Avec le plaider-coupable criminel, plus besoin de jurés. L’accusé reconnaît les faits, le procureur propose une peine, le juge valide. Fini le procès. Fini le débat. Fini le verdict populaire.
C’est une révolution silencieuse.
Une révolution que Darmanin veut imposer sans débat public. Sans référendum. Sans consultation citoyenne.
Les citoyens tirés au sort pour les assises ? Ils ne serviront plus à rien. Plus de jury. Plus de délibération. Plus de décision collective.
Où est la démocratie dans tout ça ?
Darmanin répond : « Dans l’efficacité judiciaire. » Mais l’efficacité sans justice, c’est quoi ? C’est de la gestion. De la comptabilité. Pas de la justice.
Ce que Darmanin ne dit pas
Le ministre ne parle pas des vrais enjeux.
Il ne parle pas du coût exorbitant de sa réforme. Car si elle est censée économiser de l’argent, les études montrent que les recours contre les CRPC exploseront. Les avocats multiplieront les appels. Les tribunaux seront engorgés. Le coût final sera plus élevé que le système actuel.

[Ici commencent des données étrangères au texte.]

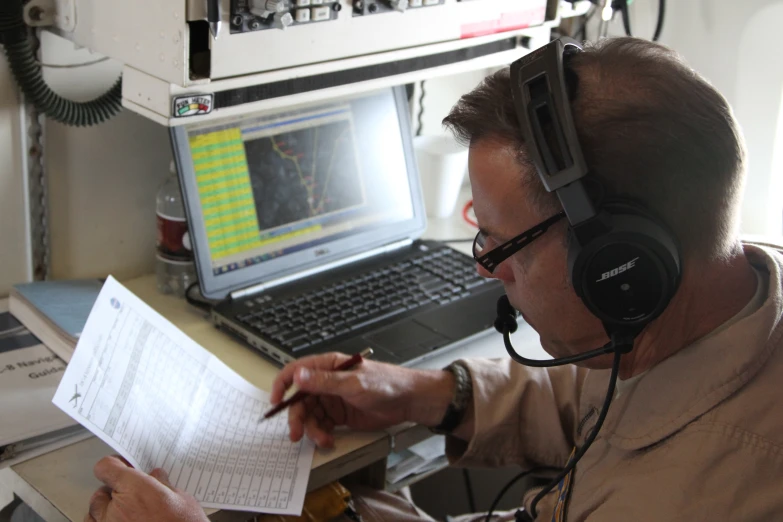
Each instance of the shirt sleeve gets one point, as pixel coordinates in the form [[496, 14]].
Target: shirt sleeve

Il ne parle pas non plus des aveux forcés. Car dans un système de négociation, l’accusé est sous pression. Il plaide coupable pour éviter une peine plus lourde. Il avoue ce qu’il n’a pas fait. Il accepte une condamnation pour sortir de prison.
Les innocents sont les premières victimes de ce système.
Aux États-Unis, des centaines de condamnés ont été innocentés après avoir plaidé coupable. Des années de prison pour des crimes qu’ils n’avaient pas commis. La France veut-elle ce scandale ?
Et enfin, Darmanin ne parle pas des victimes. Celles qui attendent un procès public. Celles qui veulent que leur agresseur soit jugé en face. Celles qui refusent que leur viol soit réduit à une négociation entre magistrats.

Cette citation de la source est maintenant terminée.